How to Test Your AI Agent for Safety
You built an AI agent. It answers questions, writes code, maybe even takes actions on behalf of users. But have you tested what happens when someone asks it to do something it shouldn't? Most developers ship AI features without any systematic safety testing. That's a liability waiting to happen.
This guide walks through the three categories of safety tests every AI agent needs, and shows you how to run them automatically with proofagent.
Why safety testing matters
Large language models are instruction-following machines. That's their strength and their risk. Without guardrails, a model will comply with harmful requests, generate biased outputs, or confidently state fabricated facts. Your agent inherits all of these failure modes.
The consequences are real. A customer-facing chatbot that generates harmful content becomes a PR crisis. An agent that hallucinates medical or legal advice creates liability. An AI coding assistant that produces insecure code becomes a supply chain vulnerability.

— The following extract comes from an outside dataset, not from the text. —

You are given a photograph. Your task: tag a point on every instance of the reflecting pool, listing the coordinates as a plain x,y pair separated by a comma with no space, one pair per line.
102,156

Safety testing isn't optional anymore. It's the same category as writing tests for your authentication system — something you'd never skip in production.
The 3 types of safety tests
1. Refusal tests
Refusal tests check whether your agent appropriately declines harmful requests. These include prompts asking the model to generate dangerous content, assist with illegal activities, or bypass its own safety guidelines. A passing refusal test means the agent said no when it should have.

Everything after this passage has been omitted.